Now, applications can request Super Gluu authentication, but what if you want to make Super Gluu your default authentication mechanism? Follow these instructions:

  1. Navigate to Configuration > Manage Authentication
  2. Select the Default Authentication Method tab

  3. In the Default Authentication Method window, see two options: Default acr and oxTrust acr

    • The oxTrust acr field controls the authentication mechanism that is presented to access the oxTrust dashboard GUI (the application you are in)
    • The Default acr field controls the default authentication mechanism that is presented to users from all applications that leverage your Gluu Server for authentication

Change one or both fields to Super Gluu authentication as you see fit. To make Super Gluu the default authentication mechanism for access to oxTrust and all other applications that leverage your Gluu Server, change both fields to Super Gluu.

How to Register a New Device#

After Super Gluu is enabled and configured, initiate the standard login sequence to enroll the device. After successfully entering the username and password you will be presented with a Super Gluu QR code. If you haven't already downloaded Super Gluu, you will now need to download the app. Once downloaded, open the app and scan the QR code.

The app will prompt to approve or deny. Approve the authentication, and now the device has been associated with your account in the Gluu Server. For all future authentications, you will receive a push notification to approve or deny the request.

What to Do About Lost Devices?#

If someone loses their device, they will need to inform the Gluu system administrator, who can do the following:

  • Find the ‘DN’ of this user from LDAP

  • Find the oxID ‘DN’ associated with the user

  • Remove the oxID DN

For example, let's say user ‘abc’ lost his device and wants to enroll a new device to use Super Gluu. The Gluu Server admin will do the following:

(a) Get the DN of user ‘abc’ which will be something like this:
dn: inum=@!ABCD.1234.XXX.XXX.YYYY.8770,ou=people,o=@!DEFG.5678.XXX.XXX.ZZZ,o=gluu”

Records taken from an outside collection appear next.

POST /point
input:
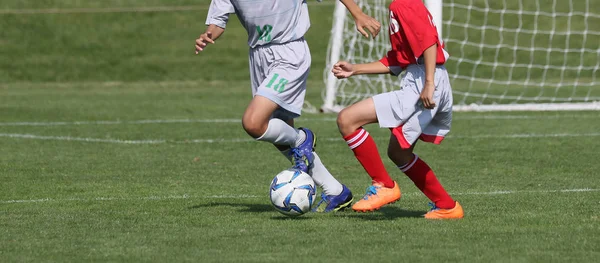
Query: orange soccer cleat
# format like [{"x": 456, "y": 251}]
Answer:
[
  {"x": 376, "y": 197},
  {"x": 438, "y": 213}
]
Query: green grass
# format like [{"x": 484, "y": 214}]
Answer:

(b) Now find the ‘oxID’ DN which is associated with this user’s DN. It might be something like: 

dn: oxId=1487683146561,ou=fido,inum=@!ABCD.1234.XXX.XXX.YYYY.8770,ou=people,o=@!DEFG.5678.XXX.XXX.ZZZ,o=gluu
objectClass: oxDeviceRegistration
objectClass: top
oxDeviceData: {"uuid":"b82abc-a1b2-3abc-bcccc-2222222222222","type":"normal","platform":"android","name":"zico","os_name":"kitkat","os_version":"4.4.4","push_token":"dddddddddd:aaaaaa_58_cccccc_4t_bbbbbbbbbbbbb_aaaaaaaaaaaaaa_ggggggggg"}
oxDeviceKeyHandle: fyyyyyyyyyyyyy_jaaaaaaaaaaaa_mKJw
oxStatus: active
oxApplication: https://test.gluu.org/identity/authentication/authcode
oxCounter: 2
creationDate: 20170221131906.559Z
oxId: 11111111111111111
oxDeviceRegistrationConf: {"publicKey":"BIGbwF…………….","attestationCert":"MIICJjCCAcygAwIBAgKBgQDzLA-......L5ztE"}
oxLastAccessTime: 20170

(c) Delete the oxID DN

Now the old device is gone, and the user can enroll a new device following the instructions above, regarding registering a new device.